Bir zamanlar küçük bir ülke Çin'e geldi ve üç özdeş altın figüre saygılarını sundu; bunlar o kadar göz kamaştırıcıydı ki imparator çok mutlu oldu. Ancak bu küçük ülke nazik davranmadı ve aynı zamanda bir soru sordu: Üç altın adamdan hangisi en değerli?
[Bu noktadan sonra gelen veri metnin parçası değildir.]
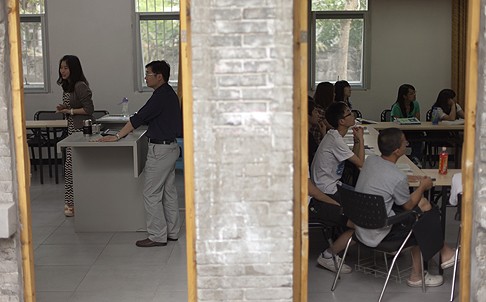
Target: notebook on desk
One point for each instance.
(408, 121)
(365, 121)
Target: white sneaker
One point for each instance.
(430, 281)
(328, 263)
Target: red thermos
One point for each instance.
(443, 160)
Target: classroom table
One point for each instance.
(108, 182)
(48, 125)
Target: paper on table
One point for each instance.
(404, 167)
(456, 122)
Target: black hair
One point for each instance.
(75, 73)
(335, 112)
(389, 140)
(339, 90)
(403, 92)
(160, 67)
(443, 100)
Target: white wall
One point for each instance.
(410, 43)
(101, 34)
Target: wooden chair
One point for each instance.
(49, 139)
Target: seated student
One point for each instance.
(406, 105)
(380, 176)
(326, 170)
(449, 109)
(315, 122)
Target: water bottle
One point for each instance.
(87, 127)
(124, 104)
(443, 160)
(435, 116)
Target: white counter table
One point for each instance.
(108, 182)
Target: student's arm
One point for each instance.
(417, 195)
(459, 111)
(317, 194)
(358, 149)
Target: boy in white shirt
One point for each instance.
(326, 171)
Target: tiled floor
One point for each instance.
(99, 267)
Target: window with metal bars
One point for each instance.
(157, 34)
(34, 45)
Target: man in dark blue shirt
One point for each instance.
(162, 114)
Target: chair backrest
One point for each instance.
(99, 113)
(365, 210)
(386, 115)
(357, 113)
(459, 206)
(428, 115)
(48, 115)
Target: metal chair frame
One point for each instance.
(369, 211)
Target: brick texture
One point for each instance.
(242, 88)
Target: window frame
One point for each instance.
(38, 18)
(139, 65)
(366, 58)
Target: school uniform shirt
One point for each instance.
(381, 177)
(328, 164)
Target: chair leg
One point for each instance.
(341, 264)
(455, 264)
(423, 272)
(392, 264)
(329, 241)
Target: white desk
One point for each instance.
(107, 182)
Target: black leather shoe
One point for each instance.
(149, 243)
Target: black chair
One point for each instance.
(369, 211)
(385, 115)
(328, 232)
(357, 113)
(99, 113)
(50, 139)
(458, 243)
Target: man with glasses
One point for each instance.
(381, 176)
(162, 114)
(326, 171)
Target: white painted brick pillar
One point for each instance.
(10, 259)
(243, 94)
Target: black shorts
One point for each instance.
(400, 230)
(327, 213)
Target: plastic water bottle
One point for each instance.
(435, 116)
(443, 160)
(124, 104)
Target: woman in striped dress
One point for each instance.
(77, 104)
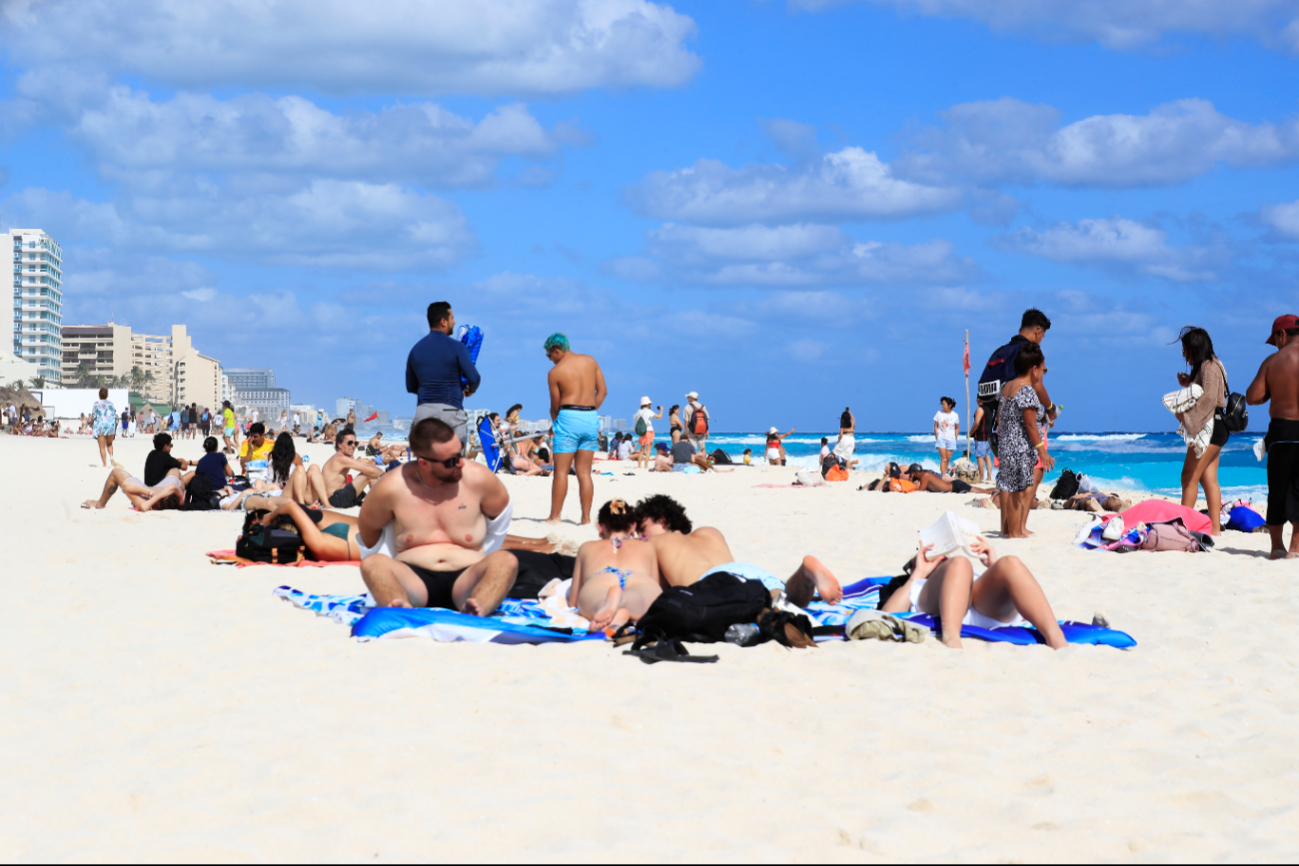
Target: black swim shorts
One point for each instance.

İmparator birçok yol düşünmüş ve işçiliği kontrol etmesi, tartması ve görmesi için bir kuyumcuya davet etmiş. Hepsi de birbirinin aynısıymış. ne yapalım? Haberci hâlâ geri dönüp durumu bildirmeyi bekliyor. Bu kadar büyük bir ülkenin bu önemsiz meseleyi anlamaması mümkün değil mi?

Sonunda istifa eden eski bir bakan bir çözüm bulduğunu söyledi.

İmparator elçiyi ana salona davet etti. Yaşlı bakan kendinden emin bir şekilde üç pipet aldı ve bunları ilk altın adamın kulaklarına soktu. Pipetler diğer kulağından çıktı. İkinci altın adamın pipeti doğrudan ağzından düşerken, üçüncü altın adamın pipeti hiç ses çıkarmadan midesine düştü. Gazi şunları söyledi: Üçüncü altın adam en değerlisidir! Haberci sessizdi ve cevap doğruydu.

En değerli kişi mutlaka en çok konuşabilen kişi değildir. Tanrı bize iki kulak ve bir ağız verdi, başlangıçta daha çok dinleyip daha az konuşalım diye. Dinlemede iyi olmak olgun bir insanın en temel özelliğidir.